13 January 2020

2020 Writing Worksheet

It’s a new year. 2020. Already 12 days have passed. I’m hoping to attack new projects this year and finish up a few old ones and put them out into the world. For years I used daily writing and project tracking sheet to keep myself focused. I wrote about my struggles to keep up with my daily routine back in August 2019.

The good news is that towards the end of the year, I seemed to get some motivation back. I also went back to my spreadsheet again and I'm using it again in the new year. I’m offering it on my website to anybody who wants it at: http://www.tsrichardson.com/2020/01/12/2020-writing-and-project-tracking/ 

The spreadsheet has two tabs. The first is tracking daily word counts that are added into monthly and yearly totals. I also have categories for monthly editing, submissions, agent queries, promotional acts, and novel and short story reading. The writing goals are set for 250 words a day, but the users can change that goal along with any other category.  Also feel free to add your own categories.

The second tab is for tracking projects. This is especially helpful if you are working on several projects at the same time. On the spreadsheet, you name each project, identify the type of story, dates it started and ended, the word count, percentage complete, any relevant notes, where the project was sent, whether it has been accepted or published, if rejected were there any notes, and finally, were there any payments. Something that I do with the projects is to highlight any rows is blue when they are out for submission. If they are rejected the highlights

That's it for now. This something that has helped me with focus and organization in the past and I hope it can help you too. Best of luck in 2020!

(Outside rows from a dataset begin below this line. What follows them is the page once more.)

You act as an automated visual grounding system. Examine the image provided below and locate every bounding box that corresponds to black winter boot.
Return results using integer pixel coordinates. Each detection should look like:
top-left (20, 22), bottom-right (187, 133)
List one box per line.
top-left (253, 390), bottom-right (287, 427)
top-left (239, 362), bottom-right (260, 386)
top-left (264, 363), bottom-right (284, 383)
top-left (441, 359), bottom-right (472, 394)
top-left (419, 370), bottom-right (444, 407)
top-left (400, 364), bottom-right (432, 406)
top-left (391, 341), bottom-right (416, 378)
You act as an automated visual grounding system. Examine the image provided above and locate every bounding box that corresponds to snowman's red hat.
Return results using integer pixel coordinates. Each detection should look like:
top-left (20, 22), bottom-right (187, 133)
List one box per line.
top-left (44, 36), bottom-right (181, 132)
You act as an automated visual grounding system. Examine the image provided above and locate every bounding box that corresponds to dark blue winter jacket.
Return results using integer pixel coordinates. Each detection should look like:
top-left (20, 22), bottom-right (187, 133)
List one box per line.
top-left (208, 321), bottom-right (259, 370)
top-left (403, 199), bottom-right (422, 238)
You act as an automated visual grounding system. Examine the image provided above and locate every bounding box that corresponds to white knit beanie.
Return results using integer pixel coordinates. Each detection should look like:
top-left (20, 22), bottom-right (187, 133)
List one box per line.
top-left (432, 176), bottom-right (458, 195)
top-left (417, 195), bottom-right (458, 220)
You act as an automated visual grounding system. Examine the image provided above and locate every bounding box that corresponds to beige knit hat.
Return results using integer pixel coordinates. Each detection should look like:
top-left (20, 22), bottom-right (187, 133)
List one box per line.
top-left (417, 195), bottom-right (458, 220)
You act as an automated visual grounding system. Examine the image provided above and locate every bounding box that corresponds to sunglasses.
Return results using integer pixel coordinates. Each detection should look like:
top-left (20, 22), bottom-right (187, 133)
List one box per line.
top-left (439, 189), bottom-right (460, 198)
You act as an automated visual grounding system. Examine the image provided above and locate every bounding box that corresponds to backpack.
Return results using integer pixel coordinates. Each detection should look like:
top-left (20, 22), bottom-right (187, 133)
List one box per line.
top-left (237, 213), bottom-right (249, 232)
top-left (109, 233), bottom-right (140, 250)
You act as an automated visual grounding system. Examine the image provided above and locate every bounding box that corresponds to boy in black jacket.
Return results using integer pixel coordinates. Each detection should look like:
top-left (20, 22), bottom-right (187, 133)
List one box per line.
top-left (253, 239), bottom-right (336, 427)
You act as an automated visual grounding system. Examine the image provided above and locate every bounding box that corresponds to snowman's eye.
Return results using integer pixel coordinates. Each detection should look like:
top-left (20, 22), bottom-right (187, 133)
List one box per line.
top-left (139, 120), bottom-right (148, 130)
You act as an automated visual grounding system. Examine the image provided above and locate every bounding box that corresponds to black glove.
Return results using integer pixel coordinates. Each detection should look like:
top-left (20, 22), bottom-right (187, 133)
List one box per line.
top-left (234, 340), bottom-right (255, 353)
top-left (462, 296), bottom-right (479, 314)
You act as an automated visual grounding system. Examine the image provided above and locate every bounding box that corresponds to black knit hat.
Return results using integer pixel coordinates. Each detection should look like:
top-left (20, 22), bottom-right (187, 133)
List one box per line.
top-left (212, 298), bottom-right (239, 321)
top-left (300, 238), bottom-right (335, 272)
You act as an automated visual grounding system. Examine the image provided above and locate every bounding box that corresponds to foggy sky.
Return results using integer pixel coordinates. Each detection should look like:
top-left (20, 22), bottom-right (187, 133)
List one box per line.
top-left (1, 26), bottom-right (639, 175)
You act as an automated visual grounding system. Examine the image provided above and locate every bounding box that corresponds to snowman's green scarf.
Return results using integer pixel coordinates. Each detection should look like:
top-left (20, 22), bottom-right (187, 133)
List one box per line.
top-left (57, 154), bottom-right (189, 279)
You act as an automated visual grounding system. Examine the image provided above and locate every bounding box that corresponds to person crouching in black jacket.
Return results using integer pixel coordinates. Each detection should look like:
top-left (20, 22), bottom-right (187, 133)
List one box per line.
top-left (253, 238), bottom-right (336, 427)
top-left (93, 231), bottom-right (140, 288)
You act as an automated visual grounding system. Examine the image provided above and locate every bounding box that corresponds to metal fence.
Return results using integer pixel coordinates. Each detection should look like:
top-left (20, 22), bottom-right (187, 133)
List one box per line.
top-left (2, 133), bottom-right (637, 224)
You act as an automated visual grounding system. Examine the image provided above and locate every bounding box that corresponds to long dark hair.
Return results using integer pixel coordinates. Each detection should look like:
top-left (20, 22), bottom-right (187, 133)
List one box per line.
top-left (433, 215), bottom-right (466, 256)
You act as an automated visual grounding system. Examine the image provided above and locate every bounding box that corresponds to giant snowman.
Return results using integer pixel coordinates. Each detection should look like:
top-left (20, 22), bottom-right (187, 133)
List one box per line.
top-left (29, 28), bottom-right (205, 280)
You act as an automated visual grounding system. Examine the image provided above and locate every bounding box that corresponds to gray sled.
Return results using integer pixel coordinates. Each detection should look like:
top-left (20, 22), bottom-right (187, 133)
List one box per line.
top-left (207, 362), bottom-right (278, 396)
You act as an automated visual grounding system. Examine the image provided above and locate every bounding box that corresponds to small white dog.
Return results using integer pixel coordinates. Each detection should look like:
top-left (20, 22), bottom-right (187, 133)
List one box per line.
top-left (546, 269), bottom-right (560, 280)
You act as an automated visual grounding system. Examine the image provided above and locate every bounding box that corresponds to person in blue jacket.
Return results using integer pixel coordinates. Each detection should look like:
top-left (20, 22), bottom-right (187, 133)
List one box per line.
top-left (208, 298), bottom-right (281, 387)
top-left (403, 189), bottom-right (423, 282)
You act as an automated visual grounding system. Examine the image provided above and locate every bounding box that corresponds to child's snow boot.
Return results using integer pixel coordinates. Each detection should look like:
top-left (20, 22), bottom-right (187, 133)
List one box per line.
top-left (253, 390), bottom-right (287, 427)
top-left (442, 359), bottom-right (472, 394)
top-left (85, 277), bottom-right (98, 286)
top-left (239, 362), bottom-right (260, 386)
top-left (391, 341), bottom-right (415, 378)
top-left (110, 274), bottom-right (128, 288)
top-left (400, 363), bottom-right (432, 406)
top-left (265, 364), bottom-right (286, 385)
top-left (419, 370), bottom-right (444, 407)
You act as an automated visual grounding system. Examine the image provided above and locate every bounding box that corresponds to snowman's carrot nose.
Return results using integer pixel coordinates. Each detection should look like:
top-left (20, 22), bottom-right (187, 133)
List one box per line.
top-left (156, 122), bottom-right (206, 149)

Travis Richardson is originally from Oklahoma and lives in Los Angeles with his wife and daughter. He has been a finalist and nominee for the Macavity, Anthony, and Derringer short story awards. He has two novellas and his short story collection, BLOODSHOT AND BRUISED, came out in late 2018. He reviewed Anton Chekhov short stories in the public domain at www.chekhovshorts.com. Find more at www.tsrichardson.com


  1. Good post, Travis! It's always interesting to find out how others do this kind of thing.

  2. Travis, I haven't attempted that kind of management tool, but I use others. For large projects, I create org charts or family trees, bios, backgrounds, etc.

    The absolutely essential spreadsheet for a short-story writer is a submission tracker. I create a folder for each story and include this tracking file, 'manifest.xls'.

    As we grow, we need new aids. You've created yours!